Research & development

Design a maintenance-free, cost-effective WWTP that can handle small wastewater flows without relying on major electricity inputs.
References & Downloads

No Secondary Settling Tank: A biofiltration-based approach where microorganisms remain inside the reactor without migrating out.

Minimal Electricity Usage: The system can function with little or no external power source.

Slow Microorganism Growth: Proprietary “inner breathing” process keeps biomass stable, reducing sludge production.

A WWTP concept ideal for rural areas or small communities needing robust treatment without heavy operational demands. Prototypes have shown significant promise in removing organic substances, nitrogen, and phosphorus, all at lower energy costs than conventional plants.

In many agglomerations above 10,000 PE, conventional stages alone aren’t enough for advanced nutrient limits. Smaller facilities may also need final polishing when their secondary processes underperform.
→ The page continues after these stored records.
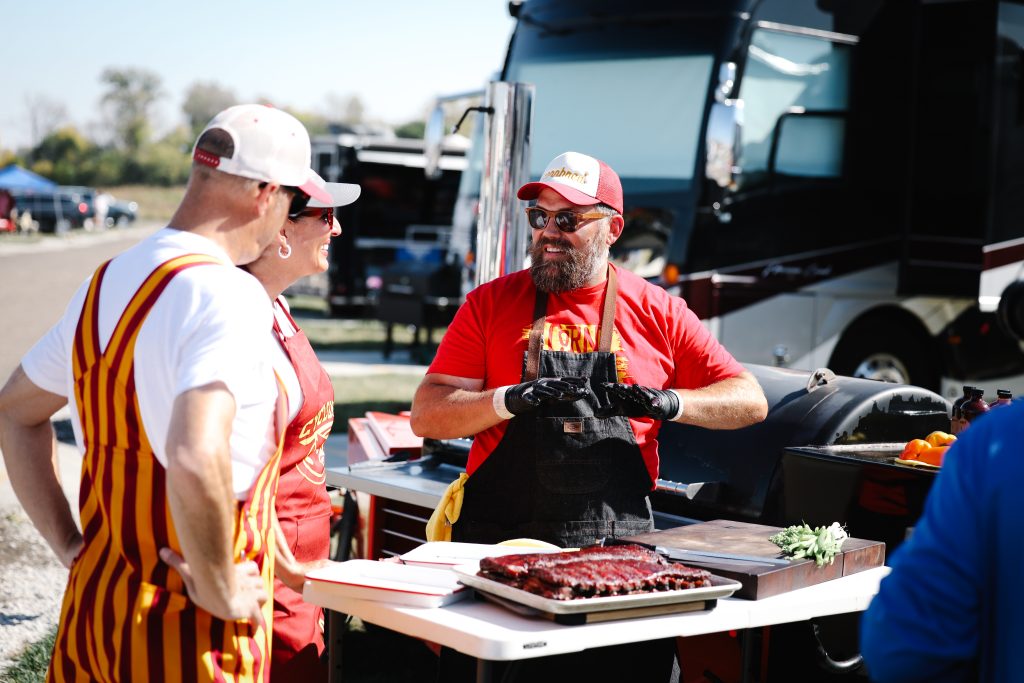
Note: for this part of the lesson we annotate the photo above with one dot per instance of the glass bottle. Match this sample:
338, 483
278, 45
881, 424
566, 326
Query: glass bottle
974, 408
1003, 397
956, 418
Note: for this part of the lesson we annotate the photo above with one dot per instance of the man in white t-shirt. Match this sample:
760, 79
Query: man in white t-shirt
164, 357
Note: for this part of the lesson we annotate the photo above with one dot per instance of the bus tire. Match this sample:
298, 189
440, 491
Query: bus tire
882, 350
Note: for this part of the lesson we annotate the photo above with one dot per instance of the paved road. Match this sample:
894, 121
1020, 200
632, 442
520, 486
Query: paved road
37, 280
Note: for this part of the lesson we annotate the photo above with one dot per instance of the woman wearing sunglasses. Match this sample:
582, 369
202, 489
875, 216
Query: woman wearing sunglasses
303, 506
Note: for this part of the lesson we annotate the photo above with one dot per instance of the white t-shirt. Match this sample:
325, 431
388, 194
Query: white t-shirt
282, 364
210, 325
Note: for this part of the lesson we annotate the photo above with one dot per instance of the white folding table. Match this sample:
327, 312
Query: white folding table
491, 633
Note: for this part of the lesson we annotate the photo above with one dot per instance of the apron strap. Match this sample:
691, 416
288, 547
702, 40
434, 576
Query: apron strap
608, 312
541, 310
536, 337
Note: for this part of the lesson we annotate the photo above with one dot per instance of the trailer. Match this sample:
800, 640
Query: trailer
826, 183
401, 221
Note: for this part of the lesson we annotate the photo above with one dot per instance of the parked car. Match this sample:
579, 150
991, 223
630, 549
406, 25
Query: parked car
121, 213
55, 211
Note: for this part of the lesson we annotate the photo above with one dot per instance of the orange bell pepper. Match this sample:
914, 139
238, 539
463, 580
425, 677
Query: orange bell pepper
913, 449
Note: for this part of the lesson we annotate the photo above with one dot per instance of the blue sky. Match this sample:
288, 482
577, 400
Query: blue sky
394, 54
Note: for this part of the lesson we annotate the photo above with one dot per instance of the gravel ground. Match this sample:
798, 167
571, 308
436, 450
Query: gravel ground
32, 581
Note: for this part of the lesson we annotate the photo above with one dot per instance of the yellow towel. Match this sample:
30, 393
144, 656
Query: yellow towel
446, 512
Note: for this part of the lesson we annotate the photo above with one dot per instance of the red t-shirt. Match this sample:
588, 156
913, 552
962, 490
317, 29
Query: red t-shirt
657, 342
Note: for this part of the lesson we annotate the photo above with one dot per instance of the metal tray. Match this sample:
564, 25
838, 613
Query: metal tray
720, 588
928, 467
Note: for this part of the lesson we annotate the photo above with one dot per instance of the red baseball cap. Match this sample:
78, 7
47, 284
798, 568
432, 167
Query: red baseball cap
579, 178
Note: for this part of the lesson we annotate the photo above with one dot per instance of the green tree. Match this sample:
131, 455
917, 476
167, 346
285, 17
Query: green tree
412, 129
166, 162
129, 99
203, 100
7, 158
62, 156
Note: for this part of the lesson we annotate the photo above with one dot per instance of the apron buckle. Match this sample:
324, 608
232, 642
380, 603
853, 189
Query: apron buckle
572, 427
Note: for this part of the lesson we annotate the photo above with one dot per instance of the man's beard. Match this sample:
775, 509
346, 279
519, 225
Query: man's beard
570, 272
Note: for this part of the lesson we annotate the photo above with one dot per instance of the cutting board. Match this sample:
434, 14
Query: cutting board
762, 581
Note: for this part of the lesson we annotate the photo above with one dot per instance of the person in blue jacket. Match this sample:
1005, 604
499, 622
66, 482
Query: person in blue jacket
952, 608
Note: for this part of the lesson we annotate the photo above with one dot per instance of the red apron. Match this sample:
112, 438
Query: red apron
304, 511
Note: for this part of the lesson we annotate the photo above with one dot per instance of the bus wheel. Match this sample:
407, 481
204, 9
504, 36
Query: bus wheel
887, 353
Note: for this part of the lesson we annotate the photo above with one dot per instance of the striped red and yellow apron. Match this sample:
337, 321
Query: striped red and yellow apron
126, 615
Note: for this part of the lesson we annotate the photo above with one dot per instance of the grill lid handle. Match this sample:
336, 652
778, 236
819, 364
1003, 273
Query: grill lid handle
819, 377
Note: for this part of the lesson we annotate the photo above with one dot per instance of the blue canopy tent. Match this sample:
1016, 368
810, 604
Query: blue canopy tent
15, 177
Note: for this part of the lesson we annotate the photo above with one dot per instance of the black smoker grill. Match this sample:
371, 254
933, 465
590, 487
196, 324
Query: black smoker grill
824, 454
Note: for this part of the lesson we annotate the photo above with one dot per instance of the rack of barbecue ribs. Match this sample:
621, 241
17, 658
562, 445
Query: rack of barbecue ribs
592, 571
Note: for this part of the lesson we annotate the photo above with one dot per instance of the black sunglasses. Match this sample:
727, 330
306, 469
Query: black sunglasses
299, 202
326, 215
565, 219
299, 199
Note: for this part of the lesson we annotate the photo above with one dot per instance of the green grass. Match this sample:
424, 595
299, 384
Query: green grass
354, 395
31, 667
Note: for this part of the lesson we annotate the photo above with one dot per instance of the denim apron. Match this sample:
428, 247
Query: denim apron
560, 473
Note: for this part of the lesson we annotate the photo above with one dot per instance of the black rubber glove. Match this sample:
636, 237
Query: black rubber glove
526, 396
639, 401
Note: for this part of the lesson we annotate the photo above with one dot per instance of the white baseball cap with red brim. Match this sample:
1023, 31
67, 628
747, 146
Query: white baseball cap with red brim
579, 178
269, 144
342, 194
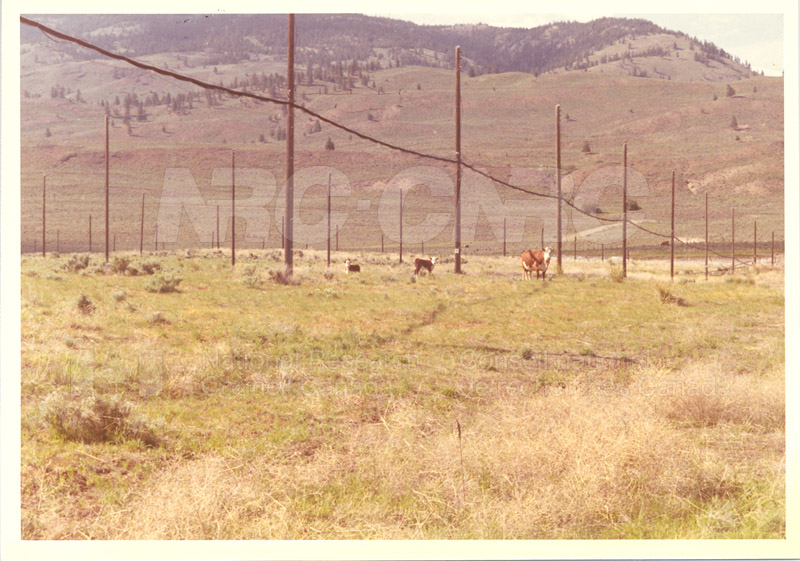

Biofilm Reactors & Irrigated Filters: This technology uses rotating drums or structured filler with high porosity and a large surface area, increasing contact between microorganisms and wastewater.

Reduced Chemical Dependency: We develop solutions that maximize BOD, solids, and nutrient removal without relying on additional reagents.

Adaptable for Scale: Systems are suitable for both mid-range and large WWTPs, ensuring consistent phosphorus and nitrogen reduction.

Our tertiary systems achieve high pollutant removal rates — notably for total nitrogen, total phosphorus, BOD, and suspended solids—while minimizing chemical usage, operational costs, and environmental impact.

Biological nutrient removal can stall if the wastewater lacks a sufficient ratio of readily biodegradable organics. This shortfall leaves certain bacteria unable to consume nitrogen and phosphorus effectively.

Dedicated Hydrolysis Unit: Primary sludge is recirculated and held for optimal time, encouraging microbial breakdown into simpler organic compounds.

Enhanced BOD/N/P Ratio: Hydrolysis increases the availability of easily biodegradable carbon, boosting denitrification and phosphorus uptake in the main bioreactor.

Process Integration: The hydrolysis step can be retrofitted into existing treatment lines, immediately improving nutrient removal without major facility overhauls.

Improved nitrogen and phosphorus removal, more stable biological processes, and potentially lower overall sludge production. Targets can include effluent pollutants of ≤0.5 mg/l Pb and ≤10 mg/l Nb in some designs, depending on local regulations.